VII. El avasallamiento de la vida humana

Las últimas doscientas y tantas páginas finales del libro pertenecen al reino de lo aborrecible. Aun cuando se trata de una investigación histórica basada en documentos, Dikötter incluye relatos que nos devuelven a la más pura atrocidad de lo totalitario. Se trata de relatos y estadísticas que narran las muertes por hambre de niños, mujeres y ancianos. Hay escenas de sufrimiento pavoroso. A un niño al que descubrieron cavando en búsqueda de raíces para comer, lo cubrieron de excrementos y, bajo las uñas, le introdujeron cuñas de bambú. Hubo dirigentes que obligaron a los padres de un niño que se había robado un puñado de granos, a que lo enterraran vivo. Niños encadenados, niños esposados, niños a los en castigo penetraban con agujas bajo las uñas, niños que debían pelear por un puño de comida, niños que dormían amontonados en centros correccionales.

Millones de niños abandonados –no se sabe cuántos–. Niños de 4 o 5 años, cuyas madres y padres trabajaban como esclavos, que no habían aprendido a caminar. Niños que comían barro y morían. También madres y ancianos. Familias que debían cuidarse de los bandoleros que llegaban, mataban y se lo llevaban todo. Milicias salvajes que torturaban y mataban bajo la autoridad de las requisas. Millones y millones de personas enfermas, sin médicos ni medicamentos –los médicos también fueron destinados a las tareas de producción.
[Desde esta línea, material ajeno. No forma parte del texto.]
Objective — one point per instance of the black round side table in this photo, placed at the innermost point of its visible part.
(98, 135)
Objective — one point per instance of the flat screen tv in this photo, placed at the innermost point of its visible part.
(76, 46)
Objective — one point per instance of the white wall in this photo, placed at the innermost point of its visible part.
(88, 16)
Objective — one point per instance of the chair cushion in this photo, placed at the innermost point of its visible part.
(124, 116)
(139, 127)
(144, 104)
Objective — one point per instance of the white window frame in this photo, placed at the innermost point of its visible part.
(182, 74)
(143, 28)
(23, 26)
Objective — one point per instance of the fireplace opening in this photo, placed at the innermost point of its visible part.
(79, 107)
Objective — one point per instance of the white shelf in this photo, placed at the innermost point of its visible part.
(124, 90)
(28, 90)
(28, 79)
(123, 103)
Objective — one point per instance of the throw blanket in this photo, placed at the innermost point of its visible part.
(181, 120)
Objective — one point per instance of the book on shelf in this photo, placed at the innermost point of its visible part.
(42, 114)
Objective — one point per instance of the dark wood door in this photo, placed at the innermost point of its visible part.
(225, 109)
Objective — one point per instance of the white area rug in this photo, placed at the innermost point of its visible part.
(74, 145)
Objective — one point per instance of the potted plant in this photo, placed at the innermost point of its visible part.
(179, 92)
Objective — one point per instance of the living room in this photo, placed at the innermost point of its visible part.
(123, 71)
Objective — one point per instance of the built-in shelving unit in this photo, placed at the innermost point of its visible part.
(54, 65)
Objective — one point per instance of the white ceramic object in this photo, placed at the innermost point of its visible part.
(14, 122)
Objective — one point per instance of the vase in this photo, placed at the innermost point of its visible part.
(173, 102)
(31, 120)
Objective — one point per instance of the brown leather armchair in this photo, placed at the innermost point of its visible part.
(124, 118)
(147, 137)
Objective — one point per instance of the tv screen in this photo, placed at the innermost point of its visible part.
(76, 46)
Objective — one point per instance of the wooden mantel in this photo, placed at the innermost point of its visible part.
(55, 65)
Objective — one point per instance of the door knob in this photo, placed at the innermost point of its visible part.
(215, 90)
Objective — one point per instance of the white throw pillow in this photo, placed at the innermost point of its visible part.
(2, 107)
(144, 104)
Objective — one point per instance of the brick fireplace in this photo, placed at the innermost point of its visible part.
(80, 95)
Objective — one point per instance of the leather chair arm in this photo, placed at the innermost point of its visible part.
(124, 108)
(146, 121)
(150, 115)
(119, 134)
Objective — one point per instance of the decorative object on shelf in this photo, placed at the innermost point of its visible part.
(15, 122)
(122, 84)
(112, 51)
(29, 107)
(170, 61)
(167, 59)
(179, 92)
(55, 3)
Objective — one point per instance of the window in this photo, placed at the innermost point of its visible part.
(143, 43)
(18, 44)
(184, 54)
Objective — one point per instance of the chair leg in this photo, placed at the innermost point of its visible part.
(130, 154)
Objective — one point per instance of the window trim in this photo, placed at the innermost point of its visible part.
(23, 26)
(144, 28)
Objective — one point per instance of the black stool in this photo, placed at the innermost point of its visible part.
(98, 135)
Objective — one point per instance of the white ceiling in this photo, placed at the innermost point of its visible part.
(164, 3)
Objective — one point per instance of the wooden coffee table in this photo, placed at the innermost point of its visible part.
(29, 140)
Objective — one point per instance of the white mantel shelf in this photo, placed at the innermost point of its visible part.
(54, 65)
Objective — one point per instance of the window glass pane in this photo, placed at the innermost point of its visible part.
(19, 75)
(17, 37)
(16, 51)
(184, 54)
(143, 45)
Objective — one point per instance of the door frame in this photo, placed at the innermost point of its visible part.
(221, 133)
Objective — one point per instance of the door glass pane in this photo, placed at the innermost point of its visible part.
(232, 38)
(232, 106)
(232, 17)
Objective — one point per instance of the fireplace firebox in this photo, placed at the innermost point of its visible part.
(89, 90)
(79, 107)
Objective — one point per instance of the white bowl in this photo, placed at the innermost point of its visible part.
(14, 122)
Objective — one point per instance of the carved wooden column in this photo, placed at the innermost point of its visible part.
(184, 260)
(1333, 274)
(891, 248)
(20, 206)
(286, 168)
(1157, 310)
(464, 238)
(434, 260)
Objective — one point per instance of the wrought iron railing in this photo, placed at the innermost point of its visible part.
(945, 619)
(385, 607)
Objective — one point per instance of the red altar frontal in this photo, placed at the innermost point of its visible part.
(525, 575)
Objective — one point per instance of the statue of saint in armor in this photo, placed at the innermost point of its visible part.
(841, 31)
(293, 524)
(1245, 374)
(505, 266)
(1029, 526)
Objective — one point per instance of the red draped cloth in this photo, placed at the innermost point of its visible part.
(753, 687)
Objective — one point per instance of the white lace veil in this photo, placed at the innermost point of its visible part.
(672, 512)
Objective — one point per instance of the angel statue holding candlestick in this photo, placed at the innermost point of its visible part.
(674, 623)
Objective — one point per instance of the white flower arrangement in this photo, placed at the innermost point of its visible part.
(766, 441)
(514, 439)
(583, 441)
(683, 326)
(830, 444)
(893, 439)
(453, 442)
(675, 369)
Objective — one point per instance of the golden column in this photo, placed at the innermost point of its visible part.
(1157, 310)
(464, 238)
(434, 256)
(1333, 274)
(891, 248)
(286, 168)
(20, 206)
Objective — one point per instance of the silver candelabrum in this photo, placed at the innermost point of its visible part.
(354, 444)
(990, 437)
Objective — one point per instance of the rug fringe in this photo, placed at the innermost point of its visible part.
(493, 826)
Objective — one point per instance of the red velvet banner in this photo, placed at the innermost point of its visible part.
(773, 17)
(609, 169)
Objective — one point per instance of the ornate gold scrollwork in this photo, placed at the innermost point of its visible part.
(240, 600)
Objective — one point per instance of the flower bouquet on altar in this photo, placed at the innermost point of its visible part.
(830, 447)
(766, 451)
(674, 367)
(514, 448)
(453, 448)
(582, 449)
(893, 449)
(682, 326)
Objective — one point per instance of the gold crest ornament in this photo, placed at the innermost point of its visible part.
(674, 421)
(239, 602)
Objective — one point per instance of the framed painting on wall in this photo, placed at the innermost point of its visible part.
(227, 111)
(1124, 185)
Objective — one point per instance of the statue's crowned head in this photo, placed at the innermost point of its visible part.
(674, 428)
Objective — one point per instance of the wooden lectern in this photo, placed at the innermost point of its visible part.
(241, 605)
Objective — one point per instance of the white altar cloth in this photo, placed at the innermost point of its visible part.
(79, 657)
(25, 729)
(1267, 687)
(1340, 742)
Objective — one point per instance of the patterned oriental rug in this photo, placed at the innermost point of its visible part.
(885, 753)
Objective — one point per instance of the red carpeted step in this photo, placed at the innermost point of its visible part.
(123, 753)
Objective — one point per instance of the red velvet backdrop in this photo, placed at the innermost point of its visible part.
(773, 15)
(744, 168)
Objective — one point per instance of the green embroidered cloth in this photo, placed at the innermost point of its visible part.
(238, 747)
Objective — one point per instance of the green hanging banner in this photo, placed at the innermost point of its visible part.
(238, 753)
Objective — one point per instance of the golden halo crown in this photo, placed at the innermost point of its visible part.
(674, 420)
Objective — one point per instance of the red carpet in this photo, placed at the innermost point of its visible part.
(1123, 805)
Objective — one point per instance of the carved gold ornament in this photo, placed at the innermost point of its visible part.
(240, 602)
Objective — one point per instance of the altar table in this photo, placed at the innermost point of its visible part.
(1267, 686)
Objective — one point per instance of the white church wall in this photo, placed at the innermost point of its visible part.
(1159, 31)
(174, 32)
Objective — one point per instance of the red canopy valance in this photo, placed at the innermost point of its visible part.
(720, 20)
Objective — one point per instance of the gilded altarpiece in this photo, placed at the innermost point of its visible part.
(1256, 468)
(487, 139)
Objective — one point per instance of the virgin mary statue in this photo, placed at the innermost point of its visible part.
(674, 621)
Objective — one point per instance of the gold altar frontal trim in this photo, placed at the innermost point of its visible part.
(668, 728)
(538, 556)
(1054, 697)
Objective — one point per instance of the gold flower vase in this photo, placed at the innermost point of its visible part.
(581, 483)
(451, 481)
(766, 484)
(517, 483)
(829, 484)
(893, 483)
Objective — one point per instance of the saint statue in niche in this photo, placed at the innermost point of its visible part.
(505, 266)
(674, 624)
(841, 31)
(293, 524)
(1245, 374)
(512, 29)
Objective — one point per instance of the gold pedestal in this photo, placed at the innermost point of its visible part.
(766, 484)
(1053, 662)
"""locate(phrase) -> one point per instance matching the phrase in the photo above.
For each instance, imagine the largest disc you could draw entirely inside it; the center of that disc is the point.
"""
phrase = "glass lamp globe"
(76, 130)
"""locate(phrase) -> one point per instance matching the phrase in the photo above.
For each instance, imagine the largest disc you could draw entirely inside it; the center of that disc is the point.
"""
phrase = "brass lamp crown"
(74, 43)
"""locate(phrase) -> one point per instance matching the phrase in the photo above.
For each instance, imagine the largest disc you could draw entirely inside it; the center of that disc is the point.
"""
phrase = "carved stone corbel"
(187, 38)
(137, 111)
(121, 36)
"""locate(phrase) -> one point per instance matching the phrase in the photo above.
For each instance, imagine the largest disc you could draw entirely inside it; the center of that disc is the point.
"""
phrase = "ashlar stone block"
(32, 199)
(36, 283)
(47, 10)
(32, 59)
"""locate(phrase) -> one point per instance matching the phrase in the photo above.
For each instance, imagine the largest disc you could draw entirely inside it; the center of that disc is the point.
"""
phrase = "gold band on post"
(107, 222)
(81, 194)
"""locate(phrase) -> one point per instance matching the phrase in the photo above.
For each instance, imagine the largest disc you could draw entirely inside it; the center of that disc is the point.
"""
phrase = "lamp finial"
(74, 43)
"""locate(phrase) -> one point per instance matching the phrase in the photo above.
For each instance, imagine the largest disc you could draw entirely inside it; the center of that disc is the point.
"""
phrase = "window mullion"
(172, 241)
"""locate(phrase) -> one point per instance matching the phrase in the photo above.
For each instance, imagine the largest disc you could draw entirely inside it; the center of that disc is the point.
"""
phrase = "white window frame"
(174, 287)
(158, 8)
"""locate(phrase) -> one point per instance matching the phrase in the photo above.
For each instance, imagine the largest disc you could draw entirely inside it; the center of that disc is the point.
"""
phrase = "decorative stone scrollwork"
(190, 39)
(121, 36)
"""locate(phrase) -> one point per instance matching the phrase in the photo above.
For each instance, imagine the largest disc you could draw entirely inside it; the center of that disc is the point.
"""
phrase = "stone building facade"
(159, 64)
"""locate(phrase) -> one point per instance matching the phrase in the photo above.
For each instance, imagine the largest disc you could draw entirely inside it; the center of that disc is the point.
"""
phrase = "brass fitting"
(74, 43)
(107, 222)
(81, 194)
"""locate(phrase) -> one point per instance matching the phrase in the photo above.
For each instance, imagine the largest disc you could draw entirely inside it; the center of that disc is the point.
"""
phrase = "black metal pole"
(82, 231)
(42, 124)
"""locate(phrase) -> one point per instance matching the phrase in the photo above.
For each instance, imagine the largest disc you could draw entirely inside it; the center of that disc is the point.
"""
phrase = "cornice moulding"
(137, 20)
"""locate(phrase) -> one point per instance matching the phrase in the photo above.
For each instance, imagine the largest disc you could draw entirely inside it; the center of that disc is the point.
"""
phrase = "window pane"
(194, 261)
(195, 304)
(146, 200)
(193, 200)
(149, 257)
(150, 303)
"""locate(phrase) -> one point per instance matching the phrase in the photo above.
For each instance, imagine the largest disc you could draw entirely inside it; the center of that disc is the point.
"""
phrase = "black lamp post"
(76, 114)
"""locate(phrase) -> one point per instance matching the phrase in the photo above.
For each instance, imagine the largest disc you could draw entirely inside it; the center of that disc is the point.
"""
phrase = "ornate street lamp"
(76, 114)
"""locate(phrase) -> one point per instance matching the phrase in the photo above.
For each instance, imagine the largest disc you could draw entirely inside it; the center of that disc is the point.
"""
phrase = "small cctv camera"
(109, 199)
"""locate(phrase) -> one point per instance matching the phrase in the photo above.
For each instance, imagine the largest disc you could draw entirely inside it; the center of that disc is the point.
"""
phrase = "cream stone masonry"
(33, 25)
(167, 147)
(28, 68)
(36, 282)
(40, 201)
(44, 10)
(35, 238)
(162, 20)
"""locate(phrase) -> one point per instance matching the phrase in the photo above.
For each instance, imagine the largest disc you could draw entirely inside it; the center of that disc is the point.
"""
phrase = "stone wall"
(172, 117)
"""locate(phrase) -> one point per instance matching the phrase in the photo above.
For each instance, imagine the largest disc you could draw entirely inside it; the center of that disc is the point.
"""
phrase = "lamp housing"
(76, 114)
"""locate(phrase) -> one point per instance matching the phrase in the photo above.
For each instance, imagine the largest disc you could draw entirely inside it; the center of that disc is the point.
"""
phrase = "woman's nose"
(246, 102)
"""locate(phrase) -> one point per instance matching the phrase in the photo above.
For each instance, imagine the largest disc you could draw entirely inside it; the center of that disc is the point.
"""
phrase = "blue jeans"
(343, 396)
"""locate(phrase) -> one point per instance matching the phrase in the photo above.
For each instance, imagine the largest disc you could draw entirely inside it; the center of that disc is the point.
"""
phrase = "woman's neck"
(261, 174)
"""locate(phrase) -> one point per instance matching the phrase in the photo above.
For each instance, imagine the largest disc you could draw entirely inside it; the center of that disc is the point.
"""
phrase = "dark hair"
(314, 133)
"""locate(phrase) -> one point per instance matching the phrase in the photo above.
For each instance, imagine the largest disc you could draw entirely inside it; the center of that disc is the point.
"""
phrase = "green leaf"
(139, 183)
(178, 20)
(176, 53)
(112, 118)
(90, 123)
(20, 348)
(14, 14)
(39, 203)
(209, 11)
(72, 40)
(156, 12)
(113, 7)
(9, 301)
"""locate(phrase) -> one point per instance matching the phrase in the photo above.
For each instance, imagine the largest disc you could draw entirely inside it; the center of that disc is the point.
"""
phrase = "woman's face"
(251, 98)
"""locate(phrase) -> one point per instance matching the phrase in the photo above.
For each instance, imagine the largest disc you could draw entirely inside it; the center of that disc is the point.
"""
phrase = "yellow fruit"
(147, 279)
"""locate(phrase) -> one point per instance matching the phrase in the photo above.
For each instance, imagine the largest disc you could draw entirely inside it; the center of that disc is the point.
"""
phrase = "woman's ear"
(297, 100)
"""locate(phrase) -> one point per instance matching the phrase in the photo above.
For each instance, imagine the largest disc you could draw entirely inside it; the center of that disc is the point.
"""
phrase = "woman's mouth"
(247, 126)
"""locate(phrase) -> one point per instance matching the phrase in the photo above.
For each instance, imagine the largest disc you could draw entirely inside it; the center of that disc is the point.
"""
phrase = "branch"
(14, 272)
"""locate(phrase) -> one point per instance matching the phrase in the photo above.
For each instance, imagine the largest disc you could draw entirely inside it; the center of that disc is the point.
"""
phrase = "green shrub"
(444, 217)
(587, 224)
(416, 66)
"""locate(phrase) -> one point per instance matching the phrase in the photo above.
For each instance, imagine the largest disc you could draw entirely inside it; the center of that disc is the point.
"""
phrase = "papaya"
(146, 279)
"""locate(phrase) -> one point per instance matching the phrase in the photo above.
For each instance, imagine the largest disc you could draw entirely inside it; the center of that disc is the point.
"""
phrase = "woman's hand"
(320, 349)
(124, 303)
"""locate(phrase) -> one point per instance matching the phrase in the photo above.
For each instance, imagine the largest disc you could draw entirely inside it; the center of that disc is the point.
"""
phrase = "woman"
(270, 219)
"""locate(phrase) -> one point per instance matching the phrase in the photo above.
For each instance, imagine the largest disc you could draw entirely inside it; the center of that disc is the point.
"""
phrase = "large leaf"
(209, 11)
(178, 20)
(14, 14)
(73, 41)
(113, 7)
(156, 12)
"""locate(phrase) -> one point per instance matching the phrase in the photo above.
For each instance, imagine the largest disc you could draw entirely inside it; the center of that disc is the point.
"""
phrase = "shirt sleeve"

El caso documentado de un pueblo de 262 familias. De ellas, 214 comieron fango, varios kilos por persona. “Algunos aldeanos se llenaban la boca de barro mientras cavaban en el pozo. Pero la mayoría de ellos añadían agua al barro y lo amasaban después de mezclarlo con paja, flores y hierbas, y cocinaban pasteles de barro que les llenaban el estómago, aunque a duras penas les ofreciera ningún sustento. Una vez ingerida, la tierra actuaba como cemento, secaba el estómago y absorbía toda la humedad del tracto intestinal. La defecación se volvía imposible. En varios pueblos hubo personas que murieron en medio de grandes dolores, con el colon taponado por la tierra”.

Los escenarios de degradación y ruina, especialmente en pueblos y aldeas, pertenecen al reino de la alucinación. Lo que el lector ya ha imaginado: se produjeron situaciones de canibalismo. Pero no solo: hubo familias que cocinaron a sus muertos para convertirles en fertilizantes. Mao organizó su propio gulag en aquellos años: las estimaciones señalan que entre 8 y 9 millones de personas fueron confinados en campos de trabajo y campos de reeducación. No menos de 3 millones murieron de hambre y de enfermedades derivadas del hambre.

La gran hambruna en la China de Mao es, en su fondo, un estudio de los innumerables formatos que la violencia puede adquirir, si un líder con poder omnímodo –como Stalin en la Rusia comunista o Hitler en la Alemania nazi–, decide emprender un proyecto pasando por encima de las lógicas primarias de la realidad. Como Stalin y Hitler, también Mao se consideraba a sí mismo un genio de cualidades sobrehumanas. Como ambos, tenía a su disposición unas fuerzas militares y paramilitares dispuestas a liquidar a quien se le opusiera. Como uno y otro, carecía de compasión: vivió ajeno a la emoción del prójimo. Mao fue un monstruo irremediable. Un sistemático asesino de masas y masas de seres humanos. Los 45 o 46 millones que murieron de hambre y de sus consecuencias, entre 1958 y 1962, no le fueron suficientes. En 1966, Mao daría inicio a una vasta vendetta político-militar que se prolongaría hasta su muerte en 1976, que volvería a destruir la estructura económica del país, y mataría a otros 2 millones de personas.

*La gran hambruna en la China de Mao. Historia de la catástrofe más devastadora de China (1958-1962). Frank Dikötter. Traducción Joan Josep Mussarra. Editorial El Acantilado. España, 2017.